# French Aires with Pictures.



## mandyandandy (Oct 1, 2006)

Pinched this from another forum who had pinched from another forum so if the person is on here who started it a huge thanks to you  

https://picasaweb.google.com/104053866066524016059?authkey=Gv1sRgCMKW4YLfi6KuhgE

Click on pictures for more pictures and descriptions, you can then click on pictures for enlargements.

Loads to look at, they are probably all on our campsite map but just thought nice to browse through in leisure time.

Mandy


----------



## zulurita (May 9, 2005)

Photos not loading at the moment even though I signed in.


----------



## zulurita (May 9, 2005)

I did manage to view the photos in the end. Very good.


----------



## geraldandannie (Jun 4, 2006)

Thanks, Mandy. Some really nice aires there.

Gerald


----------



## mandyandandy (Oct 1, 2006)

Oh that's strange when I click on it they come up right away and did on the other site. 

It must be different settings or something, not very computer friendly apart from Ebay where I seem to live and die :roll: 

Some great pics on it and so clear, nice looking back at places we have visited too. 

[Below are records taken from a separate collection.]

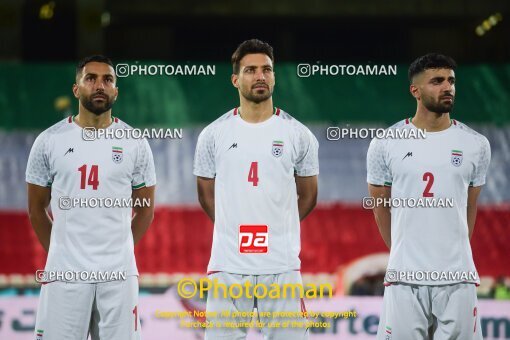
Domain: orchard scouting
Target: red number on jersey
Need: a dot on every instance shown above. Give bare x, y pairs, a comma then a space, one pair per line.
135, 312
93, 179
429, 178
253, 174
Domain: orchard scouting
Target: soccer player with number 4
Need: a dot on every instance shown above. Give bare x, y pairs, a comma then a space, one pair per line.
431, 277
66, 164
257, 170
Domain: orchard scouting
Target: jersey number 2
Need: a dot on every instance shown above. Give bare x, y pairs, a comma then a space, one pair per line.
429, 178
93, 179
253, 176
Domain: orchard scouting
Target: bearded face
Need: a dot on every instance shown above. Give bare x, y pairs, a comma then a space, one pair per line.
95, 87
256, 77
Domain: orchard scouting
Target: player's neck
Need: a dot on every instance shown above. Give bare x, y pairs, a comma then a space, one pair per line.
256, 112
86, 118
431, 121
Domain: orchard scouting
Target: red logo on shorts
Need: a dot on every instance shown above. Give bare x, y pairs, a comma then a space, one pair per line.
253, 239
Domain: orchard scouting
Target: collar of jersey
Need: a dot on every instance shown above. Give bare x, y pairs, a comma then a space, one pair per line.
435, 132
259, 123
76, 124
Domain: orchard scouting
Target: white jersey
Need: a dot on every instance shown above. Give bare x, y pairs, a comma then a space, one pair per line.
90, 239
426, 241
257, 227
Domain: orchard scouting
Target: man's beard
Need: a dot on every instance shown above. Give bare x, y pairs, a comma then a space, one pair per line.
255, 97
438, 107
97, 108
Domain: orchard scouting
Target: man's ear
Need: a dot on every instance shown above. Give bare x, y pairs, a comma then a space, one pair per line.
414, 91
75, 91
235, 80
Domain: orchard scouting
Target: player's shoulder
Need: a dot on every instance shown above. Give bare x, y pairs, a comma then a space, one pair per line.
383, 142
463, 128
219, 124
120, 124
222, 120
401, 124
288, 120
58, 128
470, 133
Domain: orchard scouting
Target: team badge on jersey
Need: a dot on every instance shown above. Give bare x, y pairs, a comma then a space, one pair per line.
277, 148
117, 154
456, 157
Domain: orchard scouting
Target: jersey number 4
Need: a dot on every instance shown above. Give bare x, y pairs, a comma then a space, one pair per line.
429, 178
93, 178
253, 174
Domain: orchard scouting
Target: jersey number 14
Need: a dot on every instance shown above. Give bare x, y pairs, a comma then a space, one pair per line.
93, 179
253, 174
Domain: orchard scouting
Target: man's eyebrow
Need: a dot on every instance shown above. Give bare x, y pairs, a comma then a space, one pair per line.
255, 66
95, 74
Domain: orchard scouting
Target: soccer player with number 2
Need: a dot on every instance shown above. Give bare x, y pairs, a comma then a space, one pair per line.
64, 164
431, 277
256, 169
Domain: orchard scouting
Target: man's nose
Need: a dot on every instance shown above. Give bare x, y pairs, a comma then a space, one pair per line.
259, 75
99, 85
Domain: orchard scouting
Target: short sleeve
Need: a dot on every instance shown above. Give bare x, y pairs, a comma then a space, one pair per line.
484, 159
378, 172
144, 173
307, 162
38, 166
204, 162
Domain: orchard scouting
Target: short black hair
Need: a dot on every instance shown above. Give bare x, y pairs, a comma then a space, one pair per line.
251, 46
428, 61
97, 58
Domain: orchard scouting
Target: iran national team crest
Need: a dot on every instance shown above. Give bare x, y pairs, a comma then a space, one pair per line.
117, 154
456, 157
277, 148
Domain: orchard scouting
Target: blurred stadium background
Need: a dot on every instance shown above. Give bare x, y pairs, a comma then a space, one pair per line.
42, 40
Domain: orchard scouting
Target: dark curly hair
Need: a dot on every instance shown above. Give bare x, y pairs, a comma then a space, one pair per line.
428, 61
250, 47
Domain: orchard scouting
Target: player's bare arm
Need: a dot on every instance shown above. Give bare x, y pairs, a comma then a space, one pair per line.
307, 194
382, 214
205, 188
143, 215
473, 193
38, 202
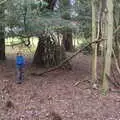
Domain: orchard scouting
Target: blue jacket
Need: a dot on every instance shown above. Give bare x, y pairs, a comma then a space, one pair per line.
20, 61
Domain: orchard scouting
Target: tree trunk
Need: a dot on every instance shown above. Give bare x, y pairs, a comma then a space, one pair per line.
2, 38
39, 54
67, 40
48, 53
94, 46
107, 65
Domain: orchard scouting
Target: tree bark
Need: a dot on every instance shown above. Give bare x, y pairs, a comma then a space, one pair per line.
94, 46
2, 38
67, 40
107, 65
39, 54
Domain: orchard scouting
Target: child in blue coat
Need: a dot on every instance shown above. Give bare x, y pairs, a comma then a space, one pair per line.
20, 63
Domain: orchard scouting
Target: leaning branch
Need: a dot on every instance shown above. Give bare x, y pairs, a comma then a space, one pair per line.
66, 60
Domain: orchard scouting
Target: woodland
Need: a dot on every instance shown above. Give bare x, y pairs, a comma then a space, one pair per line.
72, 59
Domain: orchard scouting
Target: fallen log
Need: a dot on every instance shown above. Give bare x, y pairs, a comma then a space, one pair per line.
68, 59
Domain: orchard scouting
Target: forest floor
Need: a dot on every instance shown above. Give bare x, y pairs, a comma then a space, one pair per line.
55, 94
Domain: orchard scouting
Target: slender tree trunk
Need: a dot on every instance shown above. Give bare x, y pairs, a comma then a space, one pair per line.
39, 54
94, 46
67, 40
2, 38
107, 66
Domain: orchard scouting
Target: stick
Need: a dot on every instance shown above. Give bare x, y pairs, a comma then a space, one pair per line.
66, 60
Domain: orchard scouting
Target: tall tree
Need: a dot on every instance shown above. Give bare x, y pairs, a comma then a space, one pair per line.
2, 37
94, 46
108, 51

I am guessing someone will tell me where the link originated soon.

Mandy


----------



## ralph-dot (May 10, 2005)

some photos here as well

http://www.flickr.com/groups/aire_de_service/


----------



## 113016 (Jun 5, 2008)

Thanks Mandy.
I thought that they might have been from a thread that I started on Wild but no.
Nice to see some different photo's
Thanks again
Here is the thread that I started

http://www.wildcamping.co.uk/forums/france/6948-few-french-aires.html


----------



## Skar (Jul 13, 2010)

I've uploaded some of my Aires pictures to Panoramio and many have been selected for Google Earth. The pictures are at:

http://www.panoramio.com/user/5335380?comment_page=1&photo_page=1

Obviously if you zoom into a particular area when in Google Earth they are also available for viewing from there.


----------



## autostratus (May 9, 2005)

For aires pics from our own members try:
Top of the page ->
Resources ->
Photos-----------------> Aires de Services Photos

Keep you busy for a little while.


----------



## ralph-dot (May 10, 2005)

autostratus said:


> For aires pics from our own members try:
> Top of the page ->
> Resources ->
> Photos-----------------> Aires de Services Photos
> ...


Correct but there are lots of photos in there that have nothing to do with Aires


----------



## ralph-dot (May 10, 2005)

well there was the first time I looked today


----------



## mandyandandy (Oct 1, 2006)

I think they meant on the section in here Ralph not on yours. 

Someone PM'd me to read the message on the first picture first page but not sure why. It says that they are locked except for friends, at least that is the way I have read it. Is this true and can some people not see the original pictures I put on. If so sorry I didn't realise this. 

Mandy


----------



## 113016 (Jun 5, 2008)

autostratus said:


> For aires pics from our own members try:
> Top of the page ->
> Resources ->
> Photos-----------------> Aires de Services Photos
> ...


Silly me (lol)

I thought I was a member on here :?:

I know what you mean though 

There is a thread on here with quite a few of my pics, however I can't find it as it was one that I did not start.
Still can't find it, maybe when I have time I'll load them in the Aire data base. (never know there was one)


----------



## mandyandandy (Oct 1, 2006)

Just read the message from Mel and have written to apologies and explain that these did not come from Motorhome Fun but from a thread on O&A . 

Seems they should not have been used and I have asked her if she would like the mods to remove the thread. 

Feeling really bad now, I thought they where excellent and loved looking at them. 

Sorry    
Mandy


----------



## Zepp (May 14, 2009)

We have a few pictures of aires on our blog don't expect to much we have only been out 10 days lol , also a couple of French campsites

http://paulandlynne2011.blogspot.com/2011_02_01_archive.html

Paul


----------



## mandyandandy (Oct 1, 2006)

Well, emailed Mel and all is fine, not too happy that pictures now published in at least 3 sites they know of but realises these things happen on the net. 

So I would just like to thank them again and hope everyone appreciates the brilliant pictures.   

Mandy


----------



## JockandRita (Jun 1, 2005)

mandyandandy said:


> Well, emailed Mel and all is fine, not too happy that pictures now published in at least 3 sites they know of but realises these things happen on the net.
> 
> So I would just like to thank them again and hope everyone appreciates the brilliant pictures.
> 
> Mandy


Yes Mandy, (and Mel),

They are smashing images, and thanks to you both for highlighting them, one way or another. :wink:

Cheers,

Jock.


----------



## barryd (May 9, 2008)

They are excellent and I have really enjoyed looking through them. thanks, but Im not sure why someone should be annoyed about them being posted on here and out and about live. If you want to keep something private then perhaps posting them on the second biggest motorhoming site (fun) is not a good way to do it.


----------



## mandyandandy (Oct 1, 2006)

Mel has just contacted to me say he has added some more pics, 
La Mailleraye-sur-Seine and some others, not sure if they will come through on the original or not. sorry about spelling!

A bit strange that someone could get into them to put a link as they show on mine as being locked but I know nothing about locking things to keep them private. 

Loving all the pictures coming in so thanks for those. 

Mandy

Any more of Rhone Alps area would be great.


----------